Designed by Roger MacGregor, the MacGregor 25 is a small recreational keelboat, built predominantly of fiberglass, with wood trim. It has a fractional sloop masthead sloop rig, a transom-hung rudder and a fixed stub keel with a centerboard. It displaces 2100 lb and carries 625 lb of ballast.

Starting in 1980, a number of boats were built with a masthead sloop rig and known as the MacGregor 25 MH.

The boat has a draft of 5.67 ft with the centreboard extended and 1.50 ft with it retracted, allowing beaching or ground transportation on a trailer.

The boat is normally fitted with a 3 to 6 hp outboard motor for docking and maneuvering.

The design has sleeping accommodation for five people, with a double "V"-berth in the bow cabin, a straight settee in the main cabin on the port side and drop-down dinette table on the starboard side that forms a double berth. The galley is located on the port side just forward of the companionway ladder. The galley is equipped with a two-burner stove and a sink. The head is located just aft of the bow cabin on the starboard side. Cabin headroom is 57 in.
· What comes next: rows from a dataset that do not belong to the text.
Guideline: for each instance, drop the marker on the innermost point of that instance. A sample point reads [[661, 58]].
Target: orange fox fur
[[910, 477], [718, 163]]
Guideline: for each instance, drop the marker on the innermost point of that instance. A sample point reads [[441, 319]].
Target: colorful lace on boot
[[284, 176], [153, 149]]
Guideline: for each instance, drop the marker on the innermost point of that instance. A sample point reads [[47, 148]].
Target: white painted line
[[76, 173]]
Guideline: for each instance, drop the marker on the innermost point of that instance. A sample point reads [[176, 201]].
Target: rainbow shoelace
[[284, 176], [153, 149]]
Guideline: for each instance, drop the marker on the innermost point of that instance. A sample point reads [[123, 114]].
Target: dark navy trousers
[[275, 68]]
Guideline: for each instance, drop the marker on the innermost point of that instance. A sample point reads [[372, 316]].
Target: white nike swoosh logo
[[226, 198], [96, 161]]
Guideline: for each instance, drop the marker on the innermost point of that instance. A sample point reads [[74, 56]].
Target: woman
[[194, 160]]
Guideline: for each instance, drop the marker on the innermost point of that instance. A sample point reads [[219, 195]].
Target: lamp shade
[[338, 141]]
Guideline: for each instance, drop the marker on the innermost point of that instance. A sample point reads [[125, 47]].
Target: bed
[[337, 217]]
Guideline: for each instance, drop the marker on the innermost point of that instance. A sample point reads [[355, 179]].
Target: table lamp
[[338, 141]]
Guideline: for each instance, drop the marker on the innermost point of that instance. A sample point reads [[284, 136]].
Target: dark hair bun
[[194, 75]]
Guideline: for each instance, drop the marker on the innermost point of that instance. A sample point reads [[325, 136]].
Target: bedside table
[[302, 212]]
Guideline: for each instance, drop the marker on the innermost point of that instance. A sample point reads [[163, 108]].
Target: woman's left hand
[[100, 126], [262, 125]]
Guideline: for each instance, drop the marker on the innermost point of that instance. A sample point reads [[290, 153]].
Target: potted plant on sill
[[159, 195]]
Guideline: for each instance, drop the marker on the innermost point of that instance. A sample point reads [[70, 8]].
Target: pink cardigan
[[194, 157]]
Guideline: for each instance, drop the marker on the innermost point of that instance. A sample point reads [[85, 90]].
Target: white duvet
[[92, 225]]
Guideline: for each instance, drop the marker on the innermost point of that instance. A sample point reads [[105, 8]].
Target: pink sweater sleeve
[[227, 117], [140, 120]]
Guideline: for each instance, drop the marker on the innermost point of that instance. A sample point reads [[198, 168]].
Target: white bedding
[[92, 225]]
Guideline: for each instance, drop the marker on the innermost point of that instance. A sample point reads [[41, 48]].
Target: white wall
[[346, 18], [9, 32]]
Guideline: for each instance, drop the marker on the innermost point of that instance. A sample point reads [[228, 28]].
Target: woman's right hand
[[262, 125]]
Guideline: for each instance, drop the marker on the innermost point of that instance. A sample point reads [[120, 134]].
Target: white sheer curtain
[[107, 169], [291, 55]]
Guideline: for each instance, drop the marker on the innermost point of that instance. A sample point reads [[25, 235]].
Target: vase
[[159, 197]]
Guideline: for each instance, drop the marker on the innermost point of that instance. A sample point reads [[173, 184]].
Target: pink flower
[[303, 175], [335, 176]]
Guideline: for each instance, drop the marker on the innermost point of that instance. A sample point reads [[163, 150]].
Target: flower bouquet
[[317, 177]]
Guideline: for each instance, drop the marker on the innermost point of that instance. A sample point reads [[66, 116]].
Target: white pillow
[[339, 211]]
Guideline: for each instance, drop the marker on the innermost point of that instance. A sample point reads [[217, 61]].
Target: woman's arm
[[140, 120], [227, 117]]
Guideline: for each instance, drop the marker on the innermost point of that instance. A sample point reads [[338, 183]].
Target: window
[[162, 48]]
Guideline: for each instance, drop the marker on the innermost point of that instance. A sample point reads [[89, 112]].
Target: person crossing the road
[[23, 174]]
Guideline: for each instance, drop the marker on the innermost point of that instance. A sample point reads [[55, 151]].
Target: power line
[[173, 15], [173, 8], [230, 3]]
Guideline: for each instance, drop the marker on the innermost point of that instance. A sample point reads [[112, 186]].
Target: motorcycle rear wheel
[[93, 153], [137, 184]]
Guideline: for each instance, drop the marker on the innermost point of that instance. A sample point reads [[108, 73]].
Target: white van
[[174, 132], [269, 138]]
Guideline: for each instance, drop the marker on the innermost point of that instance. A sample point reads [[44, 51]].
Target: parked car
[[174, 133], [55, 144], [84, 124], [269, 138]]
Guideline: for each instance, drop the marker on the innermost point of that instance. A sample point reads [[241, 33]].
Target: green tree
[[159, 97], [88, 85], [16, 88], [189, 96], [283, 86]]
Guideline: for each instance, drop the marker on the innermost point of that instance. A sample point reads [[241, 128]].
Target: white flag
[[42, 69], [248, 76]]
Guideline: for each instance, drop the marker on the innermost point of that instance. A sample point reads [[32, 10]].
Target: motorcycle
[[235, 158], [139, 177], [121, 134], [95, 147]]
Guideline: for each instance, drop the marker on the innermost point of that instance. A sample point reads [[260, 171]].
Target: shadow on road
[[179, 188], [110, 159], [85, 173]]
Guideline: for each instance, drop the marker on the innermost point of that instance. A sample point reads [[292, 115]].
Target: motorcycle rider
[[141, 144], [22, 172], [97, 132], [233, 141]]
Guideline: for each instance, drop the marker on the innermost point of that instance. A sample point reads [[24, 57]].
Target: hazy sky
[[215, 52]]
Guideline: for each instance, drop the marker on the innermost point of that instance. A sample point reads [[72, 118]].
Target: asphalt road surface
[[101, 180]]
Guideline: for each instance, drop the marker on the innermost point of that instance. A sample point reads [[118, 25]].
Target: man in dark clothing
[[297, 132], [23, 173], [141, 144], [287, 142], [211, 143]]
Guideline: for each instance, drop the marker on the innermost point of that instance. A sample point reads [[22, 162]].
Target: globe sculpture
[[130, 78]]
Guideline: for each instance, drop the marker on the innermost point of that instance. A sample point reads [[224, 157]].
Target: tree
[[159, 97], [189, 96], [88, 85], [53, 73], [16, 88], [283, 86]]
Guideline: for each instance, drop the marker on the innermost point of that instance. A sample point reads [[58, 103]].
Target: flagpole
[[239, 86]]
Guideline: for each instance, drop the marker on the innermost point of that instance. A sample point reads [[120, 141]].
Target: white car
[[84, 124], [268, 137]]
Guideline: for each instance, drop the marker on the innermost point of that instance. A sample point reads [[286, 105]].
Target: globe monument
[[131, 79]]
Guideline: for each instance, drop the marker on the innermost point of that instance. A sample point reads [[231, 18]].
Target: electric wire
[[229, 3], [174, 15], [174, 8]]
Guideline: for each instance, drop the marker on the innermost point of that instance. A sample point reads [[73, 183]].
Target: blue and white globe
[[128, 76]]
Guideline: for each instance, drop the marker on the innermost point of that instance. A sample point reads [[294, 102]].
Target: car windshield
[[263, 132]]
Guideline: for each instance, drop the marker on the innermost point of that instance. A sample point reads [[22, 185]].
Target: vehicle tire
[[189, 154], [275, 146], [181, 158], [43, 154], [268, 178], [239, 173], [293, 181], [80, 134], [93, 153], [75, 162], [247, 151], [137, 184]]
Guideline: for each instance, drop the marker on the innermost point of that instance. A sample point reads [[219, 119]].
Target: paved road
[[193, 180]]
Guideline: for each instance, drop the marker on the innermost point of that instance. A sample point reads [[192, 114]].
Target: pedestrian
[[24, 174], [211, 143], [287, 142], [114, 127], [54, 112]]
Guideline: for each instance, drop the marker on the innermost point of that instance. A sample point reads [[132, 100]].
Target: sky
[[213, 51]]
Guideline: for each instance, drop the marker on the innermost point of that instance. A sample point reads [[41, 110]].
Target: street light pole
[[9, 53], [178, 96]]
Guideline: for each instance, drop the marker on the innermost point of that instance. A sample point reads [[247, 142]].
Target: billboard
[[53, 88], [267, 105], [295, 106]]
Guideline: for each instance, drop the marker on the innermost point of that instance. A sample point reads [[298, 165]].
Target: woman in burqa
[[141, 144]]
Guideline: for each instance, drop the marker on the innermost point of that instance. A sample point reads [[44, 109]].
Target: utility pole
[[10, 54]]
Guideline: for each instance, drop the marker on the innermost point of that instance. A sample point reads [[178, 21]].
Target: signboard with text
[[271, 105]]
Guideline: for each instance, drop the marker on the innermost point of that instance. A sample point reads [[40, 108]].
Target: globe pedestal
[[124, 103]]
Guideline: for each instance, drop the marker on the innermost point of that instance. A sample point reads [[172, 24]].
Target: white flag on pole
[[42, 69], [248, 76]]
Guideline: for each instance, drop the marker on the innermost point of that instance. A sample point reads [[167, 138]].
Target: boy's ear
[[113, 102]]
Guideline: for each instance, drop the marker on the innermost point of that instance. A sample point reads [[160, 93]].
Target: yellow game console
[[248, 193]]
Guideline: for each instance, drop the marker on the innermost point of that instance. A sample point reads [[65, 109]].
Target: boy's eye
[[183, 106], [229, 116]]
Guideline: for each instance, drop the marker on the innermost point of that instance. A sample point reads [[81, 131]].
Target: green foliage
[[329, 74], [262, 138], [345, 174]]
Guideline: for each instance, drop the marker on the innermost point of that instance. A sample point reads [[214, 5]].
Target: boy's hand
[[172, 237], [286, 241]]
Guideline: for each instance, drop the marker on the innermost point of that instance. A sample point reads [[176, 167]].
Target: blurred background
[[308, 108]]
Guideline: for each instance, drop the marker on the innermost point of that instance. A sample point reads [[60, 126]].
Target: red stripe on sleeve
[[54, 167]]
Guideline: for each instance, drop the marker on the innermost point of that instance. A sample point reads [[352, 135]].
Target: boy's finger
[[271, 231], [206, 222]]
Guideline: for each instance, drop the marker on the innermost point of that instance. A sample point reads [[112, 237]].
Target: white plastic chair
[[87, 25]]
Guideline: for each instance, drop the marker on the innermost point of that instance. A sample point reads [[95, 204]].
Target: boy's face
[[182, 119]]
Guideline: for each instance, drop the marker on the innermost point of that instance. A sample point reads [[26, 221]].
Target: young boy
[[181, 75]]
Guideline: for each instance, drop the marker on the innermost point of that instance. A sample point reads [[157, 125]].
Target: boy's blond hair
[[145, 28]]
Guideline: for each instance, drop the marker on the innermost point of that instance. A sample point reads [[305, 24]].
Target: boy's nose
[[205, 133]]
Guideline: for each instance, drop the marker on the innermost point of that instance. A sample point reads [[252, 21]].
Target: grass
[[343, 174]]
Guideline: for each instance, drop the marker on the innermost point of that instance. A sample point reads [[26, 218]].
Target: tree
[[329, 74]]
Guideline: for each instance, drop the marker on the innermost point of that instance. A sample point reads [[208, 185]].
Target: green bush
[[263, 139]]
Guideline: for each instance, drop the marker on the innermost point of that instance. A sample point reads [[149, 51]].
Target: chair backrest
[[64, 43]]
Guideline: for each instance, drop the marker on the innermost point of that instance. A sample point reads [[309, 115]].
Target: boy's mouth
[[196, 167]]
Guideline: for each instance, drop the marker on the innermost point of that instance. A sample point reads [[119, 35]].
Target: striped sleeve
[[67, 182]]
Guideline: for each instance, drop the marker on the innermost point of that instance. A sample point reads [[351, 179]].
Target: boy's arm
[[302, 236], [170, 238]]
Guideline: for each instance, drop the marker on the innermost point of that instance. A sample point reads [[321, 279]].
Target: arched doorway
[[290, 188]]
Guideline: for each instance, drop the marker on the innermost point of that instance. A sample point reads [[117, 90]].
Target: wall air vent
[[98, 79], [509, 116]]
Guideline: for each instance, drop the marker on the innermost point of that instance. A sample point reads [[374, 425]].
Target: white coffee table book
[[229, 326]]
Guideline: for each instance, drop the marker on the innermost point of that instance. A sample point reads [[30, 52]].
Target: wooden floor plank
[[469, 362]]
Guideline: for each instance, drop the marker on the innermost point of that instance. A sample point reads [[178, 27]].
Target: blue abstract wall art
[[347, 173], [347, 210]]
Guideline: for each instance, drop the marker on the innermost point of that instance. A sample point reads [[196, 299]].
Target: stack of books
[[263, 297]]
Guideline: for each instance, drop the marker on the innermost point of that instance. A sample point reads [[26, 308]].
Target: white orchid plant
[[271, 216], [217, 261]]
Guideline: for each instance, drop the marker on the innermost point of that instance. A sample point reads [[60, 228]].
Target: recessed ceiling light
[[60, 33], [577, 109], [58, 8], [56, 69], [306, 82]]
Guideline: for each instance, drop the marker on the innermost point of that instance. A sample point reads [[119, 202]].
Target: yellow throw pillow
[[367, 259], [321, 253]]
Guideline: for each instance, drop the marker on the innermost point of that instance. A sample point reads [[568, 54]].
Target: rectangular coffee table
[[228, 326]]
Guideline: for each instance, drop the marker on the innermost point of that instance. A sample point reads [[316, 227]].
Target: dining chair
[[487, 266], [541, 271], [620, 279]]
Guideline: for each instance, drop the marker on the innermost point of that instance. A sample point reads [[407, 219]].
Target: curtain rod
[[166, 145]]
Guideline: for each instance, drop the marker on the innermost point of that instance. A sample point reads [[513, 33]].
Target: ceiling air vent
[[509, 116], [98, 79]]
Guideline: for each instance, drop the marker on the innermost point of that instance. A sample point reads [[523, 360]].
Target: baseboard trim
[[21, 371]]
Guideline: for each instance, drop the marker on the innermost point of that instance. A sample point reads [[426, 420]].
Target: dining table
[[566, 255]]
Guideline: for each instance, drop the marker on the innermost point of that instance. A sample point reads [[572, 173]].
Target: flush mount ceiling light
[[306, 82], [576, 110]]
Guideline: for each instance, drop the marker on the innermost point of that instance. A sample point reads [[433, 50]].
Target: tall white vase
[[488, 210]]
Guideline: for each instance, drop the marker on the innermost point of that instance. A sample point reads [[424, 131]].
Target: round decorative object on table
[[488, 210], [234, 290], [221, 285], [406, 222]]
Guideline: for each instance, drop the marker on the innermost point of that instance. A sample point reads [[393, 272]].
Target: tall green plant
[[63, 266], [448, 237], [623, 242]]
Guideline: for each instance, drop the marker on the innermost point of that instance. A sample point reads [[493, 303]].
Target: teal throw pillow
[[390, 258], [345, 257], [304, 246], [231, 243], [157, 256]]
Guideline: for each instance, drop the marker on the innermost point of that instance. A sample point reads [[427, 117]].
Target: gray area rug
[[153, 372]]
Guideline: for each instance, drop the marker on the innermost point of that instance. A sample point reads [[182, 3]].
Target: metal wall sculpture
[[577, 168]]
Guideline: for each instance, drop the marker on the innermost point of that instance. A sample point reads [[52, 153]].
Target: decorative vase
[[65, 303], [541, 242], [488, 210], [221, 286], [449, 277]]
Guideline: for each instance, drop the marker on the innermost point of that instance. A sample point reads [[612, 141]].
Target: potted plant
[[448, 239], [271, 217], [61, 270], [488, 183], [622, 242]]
The masthead rigged version has a PHRF racing average handicap of 231, with a high of 246 and low of 222. All models have a hull speed of 6.43 kn.

==Operational history==
In a 2010 review, Steve Henkel wrote, "This popular design started out as the Venture 25 in 1973, and in 1981 became the MacGregor 25, with no major changes to the design. Over the years there was a choice of two sailplans, either a three quarters fractional rig or a masthead rig ... The boat is lightly built and has ample sail area (note the higher SA/D versus comps) so she will have a good turn of speed if properly equipped and tuned."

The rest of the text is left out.